Он отпустил Беттину и еще два куплета кружил на полуметре терракотовой плитки Дезире, которая заливалась смехом и была на седьмом небе.
Он отпустил Дезире и повел Энид в спотыкающемся танго.
Он отпустил Энид и быстро-быстро закружил Гортензию, как кринолин, вокруг себя. Пошатываясь, она упала на скамью.
Танкред сделал паузу. Он немного вспотел. Налил стакан воды, выпил, вытряхнул последние капли себе на голову.
– Дальше не помню, – извинился он. – Только конец.
И он склонился перед Шарли.
Сестры догадались, что все предыдущие минуты были только лишь ради этой. Он станцевал со всеми только для того, чтобы потанцевать с ней. Он хотел было прижать ее к себе, но Шарли отстранилась. Они танцевали на расстоянии двадцати сантиметров друг от друга.
Танкред и Шарли танцевали молча еще несколько секунд, потом все зааплодировали. Розовые пятна на ухе Шарли (заметила Женевьева) добрались уже до подбородка.
– А ну-ка баиньки! – скомандовала она наконец. – Мелкие уже спят на ходу.
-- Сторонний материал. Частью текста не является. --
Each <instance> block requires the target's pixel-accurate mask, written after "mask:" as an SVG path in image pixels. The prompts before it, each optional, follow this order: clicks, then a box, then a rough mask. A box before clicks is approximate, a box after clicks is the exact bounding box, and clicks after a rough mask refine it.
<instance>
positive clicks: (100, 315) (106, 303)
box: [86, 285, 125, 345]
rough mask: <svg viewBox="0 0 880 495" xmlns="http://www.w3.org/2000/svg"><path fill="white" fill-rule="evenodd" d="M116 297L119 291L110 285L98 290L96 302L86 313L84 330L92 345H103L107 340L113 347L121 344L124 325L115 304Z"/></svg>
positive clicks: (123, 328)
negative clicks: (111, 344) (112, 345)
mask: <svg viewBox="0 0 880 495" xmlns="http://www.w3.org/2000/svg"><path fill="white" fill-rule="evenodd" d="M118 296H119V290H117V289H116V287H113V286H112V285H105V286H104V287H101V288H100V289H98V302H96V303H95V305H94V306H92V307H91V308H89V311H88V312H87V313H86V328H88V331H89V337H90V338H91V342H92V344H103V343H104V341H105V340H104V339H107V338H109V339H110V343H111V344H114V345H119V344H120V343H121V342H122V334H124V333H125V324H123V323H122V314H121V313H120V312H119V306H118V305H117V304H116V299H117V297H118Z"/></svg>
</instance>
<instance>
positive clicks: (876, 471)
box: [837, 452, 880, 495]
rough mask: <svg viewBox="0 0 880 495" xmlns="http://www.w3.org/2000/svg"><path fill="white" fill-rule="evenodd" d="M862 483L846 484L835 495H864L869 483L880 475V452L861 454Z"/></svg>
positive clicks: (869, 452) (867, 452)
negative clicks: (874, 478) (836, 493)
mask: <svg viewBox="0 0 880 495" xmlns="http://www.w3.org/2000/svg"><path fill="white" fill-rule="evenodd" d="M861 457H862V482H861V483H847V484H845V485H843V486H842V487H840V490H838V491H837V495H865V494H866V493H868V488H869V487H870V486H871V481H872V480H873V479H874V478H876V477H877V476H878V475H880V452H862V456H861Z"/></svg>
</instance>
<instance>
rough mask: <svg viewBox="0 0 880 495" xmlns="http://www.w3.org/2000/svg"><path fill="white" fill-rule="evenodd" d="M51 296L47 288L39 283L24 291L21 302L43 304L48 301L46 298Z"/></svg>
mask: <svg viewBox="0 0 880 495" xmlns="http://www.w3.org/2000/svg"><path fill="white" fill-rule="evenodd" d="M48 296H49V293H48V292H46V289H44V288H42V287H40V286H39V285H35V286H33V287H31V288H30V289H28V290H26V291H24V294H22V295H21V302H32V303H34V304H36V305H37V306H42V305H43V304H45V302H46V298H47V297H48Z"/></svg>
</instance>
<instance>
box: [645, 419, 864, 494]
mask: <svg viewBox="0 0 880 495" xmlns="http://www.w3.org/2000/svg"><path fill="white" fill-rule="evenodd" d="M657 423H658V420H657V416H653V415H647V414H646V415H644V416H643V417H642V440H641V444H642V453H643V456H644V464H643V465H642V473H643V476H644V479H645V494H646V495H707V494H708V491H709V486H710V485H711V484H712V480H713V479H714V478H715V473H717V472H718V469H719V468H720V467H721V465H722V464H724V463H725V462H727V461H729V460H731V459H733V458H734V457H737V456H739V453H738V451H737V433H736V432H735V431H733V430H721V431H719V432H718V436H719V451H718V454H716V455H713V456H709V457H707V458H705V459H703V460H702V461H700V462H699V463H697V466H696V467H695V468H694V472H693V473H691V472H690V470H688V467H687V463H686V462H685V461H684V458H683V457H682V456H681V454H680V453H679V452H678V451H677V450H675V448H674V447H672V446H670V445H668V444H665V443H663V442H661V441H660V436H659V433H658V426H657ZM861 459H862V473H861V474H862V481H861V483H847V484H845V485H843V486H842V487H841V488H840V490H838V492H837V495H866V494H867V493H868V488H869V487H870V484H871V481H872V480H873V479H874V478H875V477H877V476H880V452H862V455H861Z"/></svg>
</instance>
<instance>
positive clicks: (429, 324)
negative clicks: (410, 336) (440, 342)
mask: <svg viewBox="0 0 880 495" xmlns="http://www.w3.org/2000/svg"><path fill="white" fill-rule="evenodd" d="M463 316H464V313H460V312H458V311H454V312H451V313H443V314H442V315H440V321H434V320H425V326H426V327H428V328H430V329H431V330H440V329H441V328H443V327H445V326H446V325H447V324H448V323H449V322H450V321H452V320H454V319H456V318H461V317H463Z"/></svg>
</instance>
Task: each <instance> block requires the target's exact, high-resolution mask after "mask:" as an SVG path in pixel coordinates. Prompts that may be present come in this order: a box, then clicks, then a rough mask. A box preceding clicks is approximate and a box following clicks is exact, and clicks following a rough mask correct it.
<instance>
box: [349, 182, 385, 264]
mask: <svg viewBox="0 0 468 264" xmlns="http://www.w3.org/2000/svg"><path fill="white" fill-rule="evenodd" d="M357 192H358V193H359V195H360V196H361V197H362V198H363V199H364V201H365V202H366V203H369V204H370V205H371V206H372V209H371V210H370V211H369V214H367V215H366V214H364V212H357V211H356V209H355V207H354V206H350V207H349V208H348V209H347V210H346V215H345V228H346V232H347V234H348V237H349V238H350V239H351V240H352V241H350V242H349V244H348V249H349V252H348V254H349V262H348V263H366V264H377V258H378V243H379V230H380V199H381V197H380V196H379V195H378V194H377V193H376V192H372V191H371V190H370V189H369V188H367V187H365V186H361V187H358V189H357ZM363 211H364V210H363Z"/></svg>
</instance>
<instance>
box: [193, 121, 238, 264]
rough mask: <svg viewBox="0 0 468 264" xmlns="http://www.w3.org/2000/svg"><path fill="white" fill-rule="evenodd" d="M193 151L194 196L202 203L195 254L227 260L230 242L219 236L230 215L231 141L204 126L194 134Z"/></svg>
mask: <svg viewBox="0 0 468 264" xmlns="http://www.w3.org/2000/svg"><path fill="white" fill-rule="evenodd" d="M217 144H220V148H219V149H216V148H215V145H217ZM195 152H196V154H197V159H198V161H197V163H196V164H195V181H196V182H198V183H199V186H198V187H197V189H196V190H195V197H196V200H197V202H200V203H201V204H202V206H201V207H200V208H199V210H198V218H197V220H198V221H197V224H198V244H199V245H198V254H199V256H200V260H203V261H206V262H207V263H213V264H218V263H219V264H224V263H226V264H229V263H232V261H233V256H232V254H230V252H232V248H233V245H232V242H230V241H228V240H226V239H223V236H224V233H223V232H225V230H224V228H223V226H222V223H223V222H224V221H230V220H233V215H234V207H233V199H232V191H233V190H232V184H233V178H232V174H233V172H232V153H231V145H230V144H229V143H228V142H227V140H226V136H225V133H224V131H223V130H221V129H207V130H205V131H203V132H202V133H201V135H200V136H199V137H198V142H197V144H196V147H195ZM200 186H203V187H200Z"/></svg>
– Неправда, – пробормотал Гарри, открывая закрытый глаз. И тут же снова закрыл его.
Перед сном Энид забежала сделать пипи и заодно перемолвиться словечком с Гномом Спуска Воды.
Нырнув в постель, она зашептала привычное
– Ты спишь? – шепнула Энид Дезире, которая ночевала в ее комнате.
– Ммм-неа.
– Ты видела, как Танкред?..
– Что?
– Как он обнял Шарли, а она не захотела.
– Ммм-да.
– Она невеста Базиля.
– У мамы есть кузина Антуанетта, так у той три мужа.
– Так бывает? – удивилась Энид.
– Она справляется.
– Ничего не говори Базилю. А то все полетит кувырком.
– Я не скажу… Спать.
– Ты была когда-нибудь влюблена?
– Мммм. Не знаю.
– Колись.
– В Анатоля Нибожемоя. Я тебе про него рассказывала.
– А я в Гулливера.
– Я знаю… Спать.
– Не совсем влюблена. Но он любит пироги с тыквой, как я. Ненавидит кофейное мороженое, как я. Я считаю, что это знак. Мама вышла замуж за папу, потому что только он один играл с ней в мини-гольф и не боялся показаться смешным. Она так рассказывала.
В темноте Дезире открыла глаза – сна уже не было ни в одном – и повернулась к Энид, привстав на локте.
– А мои родители все время собачатся, потому что денег нет.
– Ты имеешь в виду дядю Флорантена и тетю Юпитер?
– Других родителей у меня нет. Мама говорит, что у нее нет больше сил работать по пятнадцать часов в день. А папа отвечает, что артист работает двадцать четыре часа в сутки.
– А кем работает твоя мама?
– Она встречает людей, когда они приходят в ресторан, говорит им, за какой столик сесть, и спрашивает, будут ли они аперитив.
После паузы в темноте прозвучал голосок Энид, уже нетвердый от сна:
– Ничего так… работа.
– А ей не нравится. Вот она и собачится все время с папой.
Некоторое время Дезире рассматривала картинки, которые появлялись под веками, если крепко зажмуриться.
– С Танкредом, – снова заговорила она, – у твоей сестры Шарли были глаза как у Феофаны.
– …Спать.
Любопытство пересилило, и Энид все-таки спросила:
– Кто это – Феофана?
– Золотая рыбка у нас в классе.
Гортензия тем временем изучала себя в зеркале в своей комнате и строила своему отражению всевозможные гримасы. Вдруг она рывком стянула через голову свитер… Она хотела застать их врасплох.
Они были на месте, бледные бутончики, розовые, испуганные, они как будто молили о помощи, просили непременно что-нибудь сделать, полить их, удобрить, подкормить витаминами, злаками, калориями, да чем угодно, лишь бы они выросли, налились, стали двумя красивыми, круглыми, здоровыми грудями.
Может ли такое произойти за одну ночь?